Stroke Risk Rising Among Pregnant Women in Alarming Rate: Study
There has been a significant increase in women's rate of stroke during their pregnancy, according to a new study published on Thursday in Journal of the American Heart Association.
The data was collected from a huge national database of 5 to 8 million discharges from 1,000 hospitals. The study compared the rates of strokes from 1994-1995 and 2006-2007 in women who were pregnant.

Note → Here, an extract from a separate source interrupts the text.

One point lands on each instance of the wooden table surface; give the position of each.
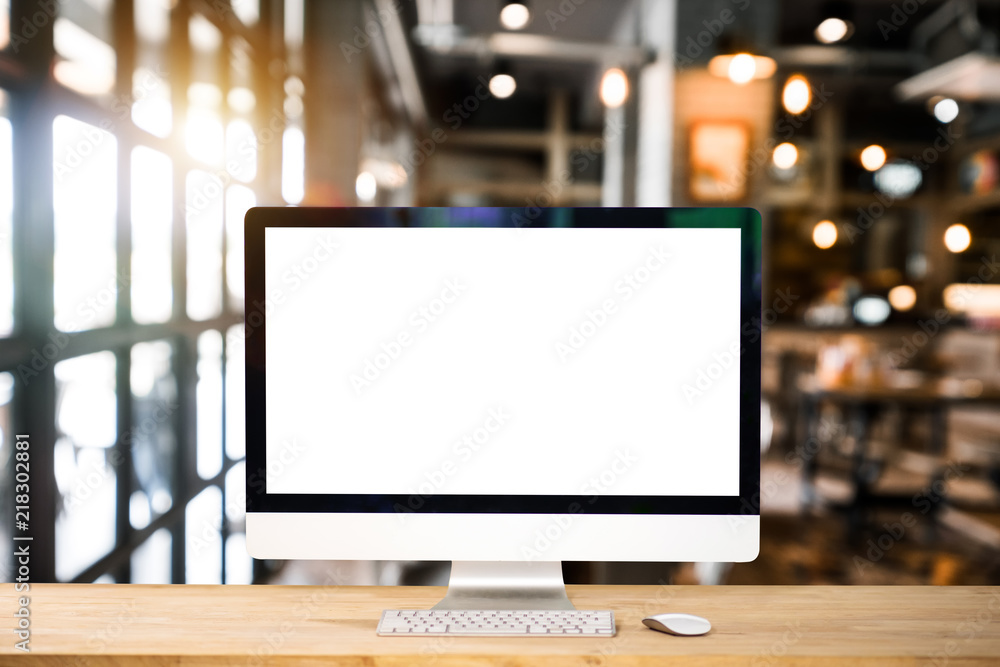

The study discovered that the rate of stroke-related hospitalizations increased by 47 percent. For pregnant women and women in the post-partum stage, it surged 83 percent.
The study found pregnant and post partum women ages 25 to 34 were hospitalized for stroke more frequently than those who were younger or older.
"I am surprised at the magnitude of the increase, which is substantial," said Elena V. Kuklina, M.D., Ph.D., lead author of the study and a CDC epidemiologist.
"When you're relatively healthy, your stroke risk is not that high," Kuklina said. "Now more and more women entering pregnancy already have some type of risk factor for stroke, such as obesity, chronic hypertension, diabetes or congenital heart disease. Since pregnancy by itself is a risk factor, if you have one of these other stroke risk factors, it doubles the risk."
Kuklina said doctors lack guidance in the area because pregnant women are frequently excluded from clinical trials due to the potential harm of the drugs to harm the fetus.
She suggested developing a comprehensive, multidisciplinary plan that provides doctors and patients guidelines for good monitoring and care before, during and after childbirth.
"We need to do more research on pregnant women specifically," said Kuklina, who discovered only 11 cases of pregnancy-related stroke in her review of previously published literature.